Buffett's Parting Portfolio Moves: $4.5bn in AI Exits and a New Bet on Tradition
Warren Buffett, the billionaire investor and long-serving chief executive of Berkshire Hathaway, made a series of notable portfolio adjustments in the period before his retirement, offloading approximately $4.5 billion worth of shares in two artificial intelligence-linked companies while simultaneously opening a new position in a business that has been operating for 174 years.
The disposals, reported by The Motley Fool and carried by Yahoo Finance, represent some of the most consequential late-career trades by one of the most closely watched investors in financial history. Buffett has long maintained scepticism toward technology valuations untethered from traditional earnings metrics, and the decision to trim two AI-exposed positions fits a pattern of caution he has expressed in recent years toward the sector.

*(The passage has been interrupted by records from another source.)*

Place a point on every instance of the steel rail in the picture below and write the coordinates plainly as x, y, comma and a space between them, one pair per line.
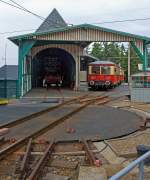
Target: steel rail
138, 162
41, 163
89, 153
10, 149
36, 114
25, 160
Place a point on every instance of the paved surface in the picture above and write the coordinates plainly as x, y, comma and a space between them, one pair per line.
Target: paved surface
92, 173
12, 112
97, 123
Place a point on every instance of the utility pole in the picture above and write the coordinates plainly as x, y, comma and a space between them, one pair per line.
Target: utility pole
129, 63
5, 58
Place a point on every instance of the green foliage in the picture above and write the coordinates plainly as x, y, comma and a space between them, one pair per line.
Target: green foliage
118, 53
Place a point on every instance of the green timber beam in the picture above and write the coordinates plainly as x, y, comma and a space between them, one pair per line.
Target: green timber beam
143, 57
137, 51
24, 48
145, 52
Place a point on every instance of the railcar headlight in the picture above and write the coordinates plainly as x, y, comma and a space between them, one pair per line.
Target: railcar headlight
91, 82
107, 83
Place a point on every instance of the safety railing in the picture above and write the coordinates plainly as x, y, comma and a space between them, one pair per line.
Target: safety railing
139, 161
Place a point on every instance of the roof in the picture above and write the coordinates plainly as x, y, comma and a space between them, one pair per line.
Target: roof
53, 21
15, 39
102, 62
10, 72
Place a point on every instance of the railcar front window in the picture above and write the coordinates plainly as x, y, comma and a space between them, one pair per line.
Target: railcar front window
95, 70
105, 70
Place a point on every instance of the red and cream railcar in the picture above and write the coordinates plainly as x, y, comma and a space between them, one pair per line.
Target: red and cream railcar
104, 74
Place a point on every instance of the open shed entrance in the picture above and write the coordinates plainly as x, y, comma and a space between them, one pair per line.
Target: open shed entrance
53, 61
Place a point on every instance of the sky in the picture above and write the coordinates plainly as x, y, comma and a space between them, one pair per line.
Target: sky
74, 12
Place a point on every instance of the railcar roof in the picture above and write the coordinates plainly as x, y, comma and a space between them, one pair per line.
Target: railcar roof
102, 62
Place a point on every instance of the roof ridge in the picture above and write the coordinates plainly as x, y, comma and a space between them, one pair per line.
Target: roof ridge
54, 20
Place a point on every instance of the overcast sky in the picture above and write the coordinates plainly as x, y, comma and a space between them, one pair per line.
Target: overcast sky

The identity of the two AI stocks sold and the 174-year-old company in which Berkshire initiated a new stake were not detailed in the initial reports. However, the scale of the disposals, at $4.5 billion across just two positions, signals a meaningful reallocation of capital rather than routine portfolio housekeeping.
The new position in the long-established company is consistent with Buffett's stated investment philosophy, which has always centred on businesses with proven histories, predictable cash flows, and durable competitive moats. A company operating for nearly two centuries would, in principle, fit that framework closely.
The trades are among the final strategic decisions attributed to Buffett before he transitions away from active management, marking the end of an era that has defined value investing for generations of market participants.